Paradoks naszego, rynku, jeśli chodzi o biegaczy polega na tym, iż chyba rzadko, kto z projektantów odzieży konsultuje się z docelowym użytkownikiem, czyli z nami biegaczami. I tak szukając czapki runnera, trafiałem na niesamowicie wymyślne technologie, wyszukane stylistyki.
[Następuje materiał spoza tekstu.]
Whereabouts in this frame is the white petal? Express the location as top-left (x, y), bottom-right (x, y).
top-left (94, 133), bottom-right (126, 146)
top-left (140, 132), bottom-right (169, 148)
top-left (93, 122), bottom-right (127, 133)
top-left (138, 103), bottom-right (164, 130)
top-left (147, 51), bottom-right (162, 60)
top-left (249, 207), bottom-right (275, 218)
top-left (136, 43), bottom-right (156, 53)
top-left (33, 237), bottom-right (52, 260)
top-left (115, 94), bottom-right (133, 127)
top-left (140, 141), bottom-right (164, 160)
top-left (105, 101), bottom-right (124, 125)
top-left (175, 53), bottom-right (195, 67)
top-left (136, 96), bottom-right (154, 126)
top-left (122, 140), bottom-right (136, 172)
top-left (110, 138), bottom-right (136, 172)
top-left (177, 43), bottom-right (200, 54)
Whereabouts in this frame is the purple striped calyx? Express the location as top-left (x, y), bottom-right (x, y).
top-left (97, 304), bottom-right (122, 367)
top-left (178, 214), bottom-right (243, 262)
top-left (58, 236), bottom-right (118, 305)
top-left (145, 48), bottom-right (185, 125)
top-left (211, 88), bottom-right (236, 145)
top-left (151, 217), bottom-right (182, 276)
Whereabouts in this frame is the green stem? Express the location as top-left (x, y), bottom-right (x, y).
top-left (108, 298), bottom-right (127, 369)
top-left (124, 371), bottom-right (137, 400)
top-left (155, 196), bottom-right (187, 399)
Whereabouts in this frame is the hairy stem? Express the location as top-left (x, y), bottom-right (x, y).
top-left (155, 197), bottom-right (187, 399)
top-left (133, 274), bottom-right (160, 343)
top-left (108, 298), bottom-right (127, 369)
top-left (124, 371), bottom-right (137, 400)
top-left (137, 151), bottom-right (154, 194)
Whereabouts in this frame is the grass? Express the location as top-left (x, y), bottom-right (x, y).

Niestety nie trafiłem na jedno, czego szukałem:
-czapki w miarę prostej stylistycznie, z oddychającego materiału i przede wszystkim BIAŁEJ, względnie w jasnym kolorze.
Widząc ofertę warszawskich sklepów chciało się wręcz wykrzyczeć:
- Ludzie myślcie trochę, po kie licho mi super, ekstra, hiper, odjazdowa, dry-fitowa czapeczka na 38-mio stopniowy upał ……. w kolorze czarnym L
Wiadomo przecież że ten kolor ściąga promienie słoneczne, a startujący w maratonie w taką pogodę ugotuje sobie przyrząd do myślenia.
Taką właśnie (białą) czapkę wybrałem sobie w adidasie, co prawda stylistyką przypomina ona nieco czapkę do tenisa, ale zupełnie mi to nie przeszkadza. Dodatkowo oprócz wcześniej wymienionych czapeczka ma jedną wielką zaletę. Tuż przy mocowaniu daszka posiada specjalną grubszą warstwę materiału. Co to dajeś
-ano bardzo wiele:
W gorące dni, gdy człowiek po przebiegnięcie kilometra jest cały mokry, warstwa ta zbiera i odparowuje pot na zewnątrz nie pozwalając, aby ten dostawał się do oczu. Oczka nie szczypią i przysłowiowo jest GIT J
W chłodniejsze, wietrzne dni opisana warstwa znajduje na wysokości zatok. Jeśli ktoś ma problemy z zatokami, na pewno doceni ten pomysł. Za to projektantom, technologom należą się duże brawa.
Niby mała czapeczka, a jak dużo może wnieść radości w trening eliminując nieprzyjemne odczucia mu towarzyszące.